Вот еще одна любопытная подробность. Нессельроде казался Меттерниху недостаточно реакционным: «Второй мой упрек вам те поощрения, которые вы даете врагам порядка, кто бы они ни были, удаляясь от единственно справедливых политических принципов. Такое положение дел не может продолжаться. Вы и Россия первые станете жертвами его».

Последнее замечание бросает особенно зловещий отсвет на главных антагонистов поэта и невольно расширяет трактовку роли Нессельроде в «Affaire de Pouch-kine». Идеи Меттерниха оплодотворяли европейские дворы.

В креслах, как на Марсовом поле во время парада, произошло перестроение. Царь незаметно очутился в центре, на самом удобном месте, а подле него, но на почтительном расстоянии расположилась остальная костюмированная публика, встречая сдержанными хлопками и осторожными возгласами восхищения вновь выбежавшую с теми же ужимками цыганскую танцовщицу. Царь лениво поднял к третьей пуговице мундира августейшие ладони, чтобы ободрить входящее в моду искусство.

– Они тут сплошь холуи! – шепотом возмутился Вяземский. – Ты обрати внимание, любезный Василий Андреевич, на выражение спин.

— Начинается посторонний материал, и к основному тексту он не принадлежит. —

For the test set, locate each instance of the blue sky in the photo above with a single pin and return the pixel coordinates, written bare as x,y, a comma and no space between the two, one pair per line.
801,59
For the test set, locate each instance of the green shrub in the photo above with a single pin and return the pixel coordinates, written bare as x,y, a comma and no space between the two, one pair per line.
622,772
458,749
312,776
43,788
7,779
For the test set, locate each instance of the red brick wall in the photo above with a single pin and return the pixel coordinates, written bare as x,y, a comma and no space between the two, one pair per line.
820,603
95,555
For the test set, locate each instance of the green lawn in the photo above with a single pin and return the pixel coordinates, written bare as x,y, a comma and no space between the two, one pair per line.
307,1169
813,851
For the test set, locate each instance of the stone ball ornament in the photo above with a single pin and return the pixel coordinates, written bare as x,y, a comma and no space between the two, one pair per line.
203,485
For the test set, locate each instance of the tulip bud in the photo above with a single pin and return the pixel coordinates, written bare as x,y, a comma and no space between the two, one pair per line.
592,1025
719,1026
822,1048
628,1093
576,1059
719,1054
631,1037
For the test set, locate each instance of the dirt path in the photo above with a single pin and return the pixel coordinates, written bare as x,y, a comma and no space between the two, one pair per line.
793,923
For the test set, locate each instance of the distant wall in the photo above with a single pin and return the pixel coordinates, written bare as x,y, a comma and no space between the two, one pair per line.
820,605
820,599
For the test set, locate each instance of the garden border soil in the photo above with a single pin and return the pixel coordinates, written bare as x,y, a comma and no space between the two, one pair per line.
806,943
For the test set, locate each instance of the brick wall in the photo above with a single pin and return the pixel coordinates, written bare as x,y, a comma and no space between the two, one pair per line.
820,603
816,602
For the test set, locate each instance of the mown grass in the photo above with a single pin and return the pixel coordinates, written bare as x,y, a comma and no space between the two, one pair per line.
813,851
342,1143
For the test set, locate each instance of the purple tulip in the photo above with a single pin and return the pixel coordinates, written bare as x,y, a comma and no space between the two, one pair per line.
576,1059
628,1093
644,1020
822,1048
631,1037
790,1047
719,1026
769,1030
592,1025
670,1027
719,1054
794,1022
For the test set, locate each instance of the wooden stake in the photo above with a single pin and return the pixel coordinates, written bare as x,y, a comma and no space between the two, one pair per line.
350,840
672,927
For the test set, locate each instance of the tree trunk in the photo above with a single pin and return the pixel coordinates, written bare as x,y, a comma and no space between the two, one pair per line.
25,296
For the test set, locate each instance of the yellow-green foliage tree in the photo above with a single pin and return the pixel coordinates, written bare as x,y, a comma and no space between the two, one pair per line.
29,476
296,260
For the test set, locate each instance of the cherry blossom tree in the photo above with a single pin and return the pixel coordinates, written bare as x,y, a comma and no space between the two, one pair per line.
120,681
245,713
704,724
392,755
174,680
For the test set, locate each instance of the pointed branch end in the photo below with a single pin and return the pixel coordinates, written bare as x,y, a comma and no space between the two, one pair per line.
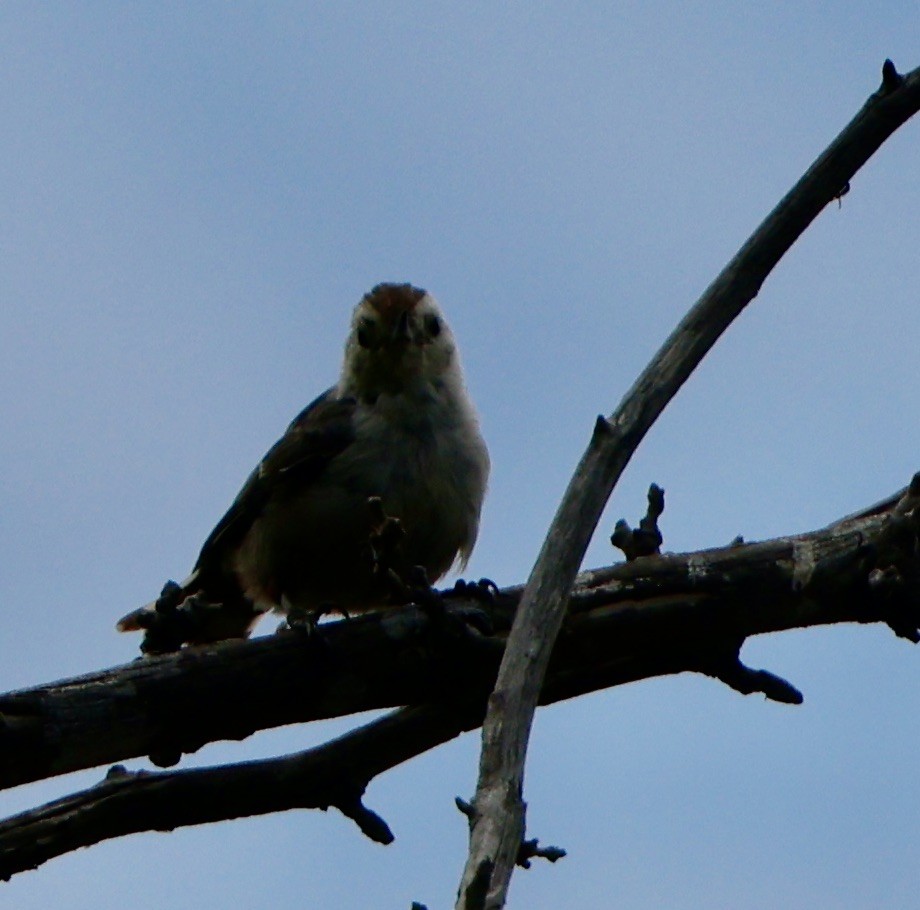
729,670
891,78
370,823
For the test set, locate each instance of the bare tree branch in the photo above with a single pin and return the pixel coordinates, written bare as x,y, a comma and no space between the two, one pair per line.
653,616
498,825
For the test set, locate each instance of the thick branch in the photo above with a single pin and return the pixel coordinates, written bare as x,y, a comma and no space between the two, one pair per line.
652,616
124,803
498,827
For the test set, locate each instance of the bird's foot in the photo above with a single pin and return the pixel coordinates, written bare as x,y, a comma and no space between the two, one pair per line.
177,620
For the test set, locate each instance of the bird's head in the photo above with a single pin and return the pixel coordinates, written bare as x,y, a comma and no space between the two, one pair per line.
399,342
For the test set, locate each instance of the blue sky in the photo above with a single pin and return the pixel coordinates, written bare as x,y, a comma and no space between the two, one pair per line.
194,199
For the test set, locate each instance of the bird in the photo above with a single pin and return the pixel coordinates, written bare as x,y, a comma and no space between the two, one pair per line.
396,437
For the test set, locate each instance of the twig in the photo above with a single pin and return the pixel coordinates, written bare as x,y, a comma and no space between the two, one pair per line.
335,774
498,827
649,617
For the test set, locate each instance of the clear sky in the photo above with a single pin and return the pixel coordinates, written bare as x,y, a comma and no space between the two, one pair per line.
194,197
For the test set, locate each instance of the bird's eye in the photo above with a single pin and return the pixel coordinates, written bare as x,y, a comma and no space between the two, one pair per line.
433,325
365,335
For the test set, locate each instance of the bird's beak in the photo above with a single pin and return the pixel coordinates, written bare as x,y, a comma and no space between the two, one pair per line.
401,328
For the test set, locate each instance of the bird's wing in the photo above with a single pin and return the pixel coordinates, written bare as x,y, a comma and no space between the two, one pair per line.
322,430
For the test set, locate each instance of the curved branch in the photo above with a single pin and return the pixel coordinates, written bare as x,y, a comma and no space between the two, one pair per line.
653,616
498,825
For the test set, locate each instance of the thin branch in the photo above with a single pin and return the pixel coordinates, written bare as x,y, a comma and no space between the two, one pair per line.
652,616
498,827
335,774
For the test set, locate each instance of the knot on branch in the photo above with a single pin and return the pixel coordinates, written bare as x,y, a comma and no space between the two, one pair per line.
530,849
891,78
894,578
645,540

Дворня! Дворня! Никакого такту, ничего живого, ни малейшего ощущения личного достоинства. Ведь и подчиниться удобнее по-человечески. Как их перекосило на сторону! – Вяземский в досаде сдернул очки и принялся протирать стекла.

Тургенев тоже присоединился, впрочем, по обыкновению, к негодующим восклицаниям своего друга:

– Совершенно с тобой согласен, князенька. Изрядно ты подметил. Их и впрямь скособочило. Да что дворня! Дворня из людей простого звания состоит. Там спрос не строг, а здесь самое что ни на есть беспардонное лакейство. Вот они-то разделаются с Пушкиным, как Ему заблагорассудится, за чечевичную за свою похлебку, да и нас при случае с вами прихлопнут!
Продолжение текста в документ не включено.